The benefit of applying experimentation to the product release cycle is that you can quantify the negative impact of not shipping features that are detrimental to the user experience. When evaluating the financial value, there is no difference to the business if you optimize an experience to generate $100,000 additional dollars in revenue, or if you didn’t ship a feature that would have cost the business $100,000 in revenue because of a poor user experience. We refer to this as ‘loss aversion’ – A good program should be able to quantify both additional uncovered revenue, as well as losses averted.

Creating a Safe Space to Innovate

Fear of failing is what prevents a lot of organizations from taking the necessary risks that lead to innovation. Experimentation provides a safe framework to test (and fail) innovative changes while being able to measure effects in detail, limit exposure, and roll-back changes swiftly. The cultural benefits when creating a safe way to try new ideas and fail can be substantial. People will be more willing to voice ideas and take (measured) risks. The main benefit to the executive team is that they can be confident in their decisions—
Every test result offers a risk-weighted recommendation. With this data in hand, the decision maker is able to assess risk and reward.

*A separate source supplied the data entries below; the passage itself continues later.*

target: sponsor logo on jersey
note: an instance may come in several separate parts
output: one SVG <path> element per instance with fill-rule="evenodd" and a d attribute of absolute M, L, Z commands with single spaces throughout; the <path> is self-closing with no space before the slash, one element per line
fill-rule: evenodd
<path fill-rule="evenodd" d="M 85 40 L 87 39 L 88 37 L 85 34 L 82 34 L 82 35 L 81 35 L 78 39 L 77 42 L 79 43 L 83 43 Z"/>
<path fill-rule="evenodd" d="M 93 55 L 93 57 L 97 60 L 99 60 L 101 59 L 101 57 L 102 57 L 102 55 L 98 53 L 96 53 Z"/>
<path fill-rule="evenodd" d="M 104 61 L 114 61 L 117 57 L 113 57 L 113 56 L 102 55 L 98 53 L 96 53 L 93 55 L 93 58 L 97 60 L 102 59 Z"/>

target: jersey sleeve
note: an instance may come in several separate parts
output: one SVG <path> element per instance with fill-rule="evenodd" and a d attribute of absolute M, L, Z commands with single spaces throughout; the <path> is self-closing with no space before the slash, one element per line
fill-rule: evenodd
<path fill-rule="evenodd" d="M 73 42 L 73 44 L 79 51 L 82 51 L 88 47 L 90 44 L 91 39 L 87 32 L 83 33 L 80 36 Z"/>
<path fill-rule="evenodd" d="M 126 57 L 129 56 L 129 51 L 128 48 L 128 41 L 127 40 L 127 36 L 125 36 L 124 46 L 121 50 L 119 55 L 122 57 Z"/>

Reduce the Cost of Development

This might sound counter-intuitive, but let me explain.
Adding more tests should surely add to development…. right?
However, if you are in an agile organization, experimentation should be sitting before your product roadmap. Experimentation is the MVP (minimum viable product) method for determining whether something is worth spending development resources on. The mistake many companies make is that they put all their resources into building perfect, fully functional experiences and then proceed to test them.

The difference is that world-class testing organizations test roll-outs, but they also validate ideas earlier on in the process with MVP experiments, or other pseudo-experiments to gauge whether changes warrant continued effort from the development team. A good testing practice ensures engineering is only working on critical and impactful features for users. Nothing will kill development team morale faster than spending months on an experience only to have that work disappear due to a bad test result. Fail early, and fail cheaply.

A Megaphone for the Customer

These days, many organizations call themselves “customer-centric,” but few put this into practice. Enabling a culture of testing is one of the easiest and more systematic ways to become customer-centric. Give your customers and prospects a seat at your executive table by running decisions by them. A well-structured series of experiments can reveal incredibly rich information about the preferences of your core customer—You just have to ask.

CRO adds compounding value

With traditional marketing campaign spend, your organization loses value when you turn off your spend. With experimentation, every winner that you uncover adds to an increasingly better user experience. Each time you uncover a 10% winner, that benefit doesn’t go away when the test is over. You may see the impact diminish over time as the competition adjusts, but the beauty of experimenting is that you can stack these winners on top of one another to drive significant value over time. CRO acts much like a capital investment where you pay for it upfront but you receive an ongoing dividend quarter over quarter.

Finally, assess if you can afford to continue:

  • Allowing gut decisions to drive your roadmap?
  • Assigning development resources to underperforming features?
  • Not learning from customer behaviour?
  • Stifling junior-level employees’ ideas and contributions?
  • Putting your business at risk by not testing various user-experience changes?

The next time you are asked about the ROI of testing, ask yourself, “what is the cost of not testing?”

Becoming an exprimentation-driven company will improve your ability to innovate, grow, measure, learn, brainstorm, and become customer-centric. The cost-benefit analysis goes far beyond ROI and will impact the entire culture of your organization when you commit to the process.